Israel’s Ruthless Propaganda Campaign to Dehumanize Palestinians..Just as the Bush administration exploited the 9/11 attacks to justify a sweeping war in which it declared the world a battlefield, Netanyahu is using the horrors of October 7 to wage the crusade he’s been preparing for his entire political career. With his grip on power fading last fall, the October 7 attacks provided him with just the opportunity he needed, and he hitched his political survival to the war on Gaza and what could be his last chance to eliminate Israel’s Palestinian problem once and for all…..In the aftermath of October 7, Netanyahu cast Israel’s siege of a tiny strip of land the size of Philadelphia as a war of the worlds in which the very fate of humanity was at stake. “It’s not only our war. It’s your war too,” Netanyahu said in his first interview on CNN after the October 7 attacks. “It’s the battle of civilization against barbarism. And if we don’t win here, this scourge will pass. The Middle East will pass to other places. The Middle East will fall. Europe is next. You will be next.”...At the center of Israel’s information warfare campaign is a tactical mission to dehumanize Palestinians and to flood the public discourse with a stream of false, unsubstantiated, and unverifiable allegations….Israel is confronting monsters, and no one has any business telling the Jewish state, established in the aftermath of World War II under the mantra of “Never again,” how to respond to an attempted genocide. Israeli officials routinely invoke the Holocaust, compare Hamas to the Nazis or to ISIS, and portray the events of October 7 as evidence of an organized effort to commit genocide against the Jewish people….

https://theintercept.com/2024/02/07/gaza-israel-netanyahu-propaganda-lies-palestinians/

It seems so strange to me that in today’s world, where accurate information is readily available, people prefer to believe nonsense and lies.

There’s an old song, from the Napoleonic wars, “The Hartlepool Monkey,” about a French ship that was wrecked on the east coast of Britain. The only survivor: the ship’s mascot, a monkey, dressed up in a little uniform. The people thought he was a Frenchman and lynched him. I bet some people today would be just as ignorant, except that today it would be wilful ignorance.

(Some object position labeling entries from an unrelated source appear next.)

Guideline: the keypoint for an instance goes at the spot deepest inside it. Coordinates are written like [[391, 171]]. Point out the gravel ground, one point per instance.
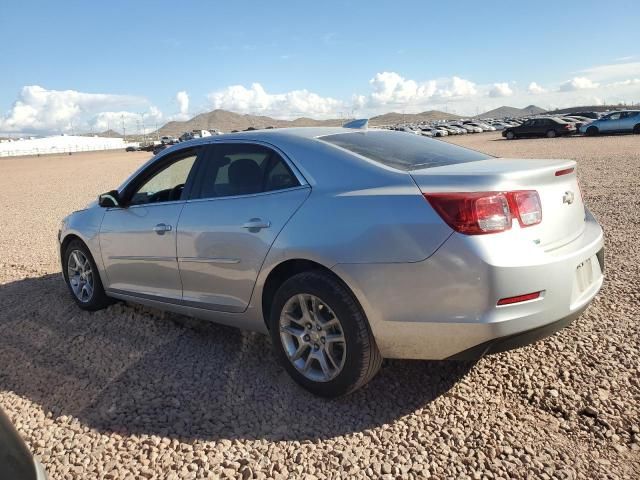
[[134, 393]]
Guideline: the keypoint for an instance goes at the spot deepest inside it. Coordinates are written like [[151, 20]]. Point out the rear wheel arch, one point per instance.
[[67, 240], [285, 270]]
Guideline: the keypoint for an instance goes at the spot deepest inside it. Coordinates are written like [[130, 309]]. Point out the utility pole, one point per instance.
[[144, 131]]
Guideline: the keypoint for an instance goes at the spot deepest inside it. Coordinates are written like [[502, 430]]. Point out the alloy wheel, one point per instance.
[[312, 337], [80, 275]]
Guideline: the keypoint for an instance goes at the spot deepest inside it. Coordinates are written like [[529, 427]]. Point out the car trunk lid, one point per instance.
[[563, 214]]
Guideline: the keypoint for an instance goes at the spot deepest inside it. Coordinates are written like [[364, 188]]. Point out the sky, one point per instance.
[[71, 66]]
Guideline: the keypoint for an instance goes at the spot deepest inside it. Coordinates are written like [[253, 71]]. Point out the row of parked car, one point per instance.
[[624, 121], [587, 123], [455, 127]]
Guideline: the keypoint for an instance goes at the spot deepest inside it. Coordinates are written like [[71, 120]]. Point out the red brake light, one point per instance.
[[526, 207], [519, 298], [478, 213], [473, 213]]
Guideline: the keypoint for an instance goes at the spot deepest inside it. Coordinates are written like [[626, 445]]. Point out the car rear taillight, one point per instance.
[[519, 298], [526, 207], [479, 213]]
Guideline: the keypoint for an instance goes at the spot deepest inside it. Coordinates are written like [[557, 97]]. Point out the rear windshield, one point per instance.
[[404, 151]]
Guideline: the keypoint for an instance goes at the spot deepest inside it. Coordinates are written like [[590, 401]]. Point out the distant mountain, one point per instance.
[[428, 116], [505, 111], [592, 108], [227, 121]]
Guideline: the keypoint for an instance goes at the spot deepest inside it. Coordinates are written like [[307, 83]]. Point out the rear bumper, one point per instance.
[[447, 304], [516, 340]]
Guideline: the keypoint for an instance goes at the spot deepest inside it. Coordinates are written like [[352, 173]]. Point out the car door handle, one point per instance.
[[256, 224], [161, 228]]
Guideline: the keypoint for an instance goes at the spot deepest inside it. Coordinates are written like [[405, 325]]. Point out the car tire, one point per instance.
[[299, 341], [77, 255], [592, 131]]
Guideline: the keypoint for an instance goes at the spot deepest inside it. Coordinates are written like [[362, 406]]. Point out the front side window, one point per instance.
[[244, 169], [167, 184]]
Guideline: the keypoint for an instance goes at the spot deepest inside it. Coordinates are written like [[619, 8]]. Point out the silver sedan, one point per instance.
[[345, 245]]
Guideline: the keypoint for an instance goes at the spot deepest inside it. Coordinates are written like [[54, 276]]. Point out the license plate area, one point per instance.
[[584, 274]]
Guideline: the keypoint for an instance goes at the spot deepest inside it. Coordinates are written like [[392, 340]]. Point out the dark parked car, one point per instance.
[[540, 127], [16, 461]]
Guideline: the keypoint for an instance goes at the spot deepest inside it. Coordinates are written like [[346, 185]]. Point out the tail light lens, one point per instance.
[[526, 206], [479, 213]]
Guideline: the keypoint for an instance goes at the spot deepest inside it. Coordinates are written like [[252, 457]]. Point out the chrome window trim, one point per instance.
[[147, 205], [142, 259], [249, 195], [221, 260]]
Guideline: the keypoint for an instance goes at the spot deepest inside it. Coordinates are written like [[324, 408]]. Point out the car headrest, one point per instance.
[[245, 175]]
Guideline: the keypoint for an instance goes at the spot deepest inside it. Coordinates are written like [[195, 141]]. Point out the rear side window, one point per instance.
[[243, 169], [404, 151]]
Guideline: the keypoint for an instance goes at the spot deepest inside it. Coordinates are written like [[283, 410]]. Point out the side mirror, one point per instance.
[[109, 199]]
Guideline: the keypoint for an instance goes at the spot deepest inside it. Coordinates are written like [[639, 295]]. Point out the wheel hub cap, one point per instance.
[[80, 276], [312, 337]]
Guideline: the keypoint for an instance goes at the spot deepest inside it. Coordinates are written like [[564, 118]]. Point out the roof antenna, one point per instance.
[[360, 124]]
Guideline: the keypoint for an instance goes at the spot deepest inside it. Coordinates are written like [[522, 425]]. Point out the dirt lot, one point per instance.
[[131, 393]]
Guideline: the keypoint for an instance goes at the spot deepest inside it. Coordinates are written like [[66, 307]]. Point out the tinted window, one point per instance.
[[168, 183], [243, 169], [403, 151]]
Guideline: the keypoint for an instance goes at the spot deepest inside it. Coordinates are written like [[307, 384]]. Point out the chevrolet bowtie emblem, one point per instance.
[[567, 198]]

Thanks for this statement of the truth, disturbing and distressing as it is. Disturbing and distressing that Israel commits these acts, disturbing and distressing that the U.S. enables them, makes us complicit. I recall LBJ quoting Proverbs 29:18, “where there is no vision, the people perish.” It seems that the vision that animates Israel’s actions . . . and America’s too, alas . . . is that of Psalm 137:9. “Happy is the one who seizes your infants and dashes them against the rocks.”

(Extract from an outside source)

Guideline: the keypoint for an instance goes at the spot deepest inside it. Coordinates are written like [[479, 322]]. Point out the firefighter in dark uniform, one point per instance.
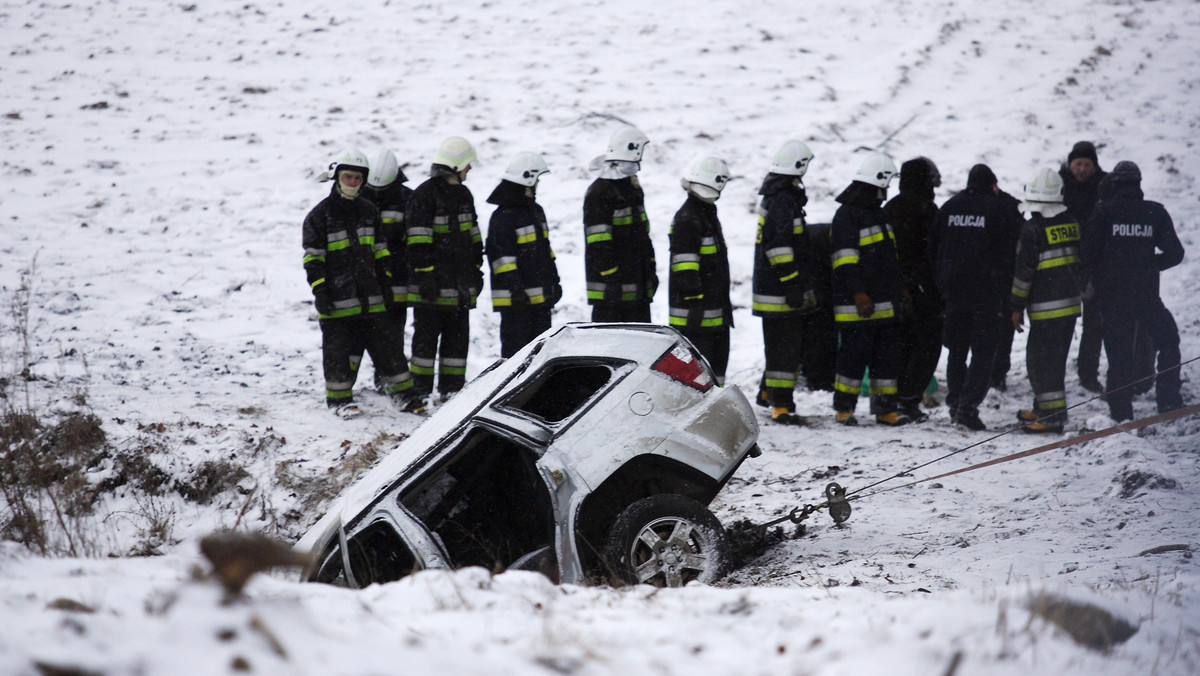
[[525, 279], [868, 288], [911, 215], [973, 250], [348, 267], [784, 280], [699, 283], [445, 256], [1048, 285], [618, 253], [1127, 243]]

Hey, FYI, the substack link embedded in the text “there is enough evidence” redirects to an error page saying “This page is private – try signing in with a different email, or letting the author know they’ve linked to a private page.”

The Palestinian cause has not benefitted from political savvy as have Israel’s supporters. Has long been behind the ball media wise and political wise. Doesn’t cultivate narratives or seemingly think in those terms.

The cause could use the benefits of insightful self criticism, like in Jewish political culture. World attention and sympathy are currently powerful assets ready to be taken advantage of.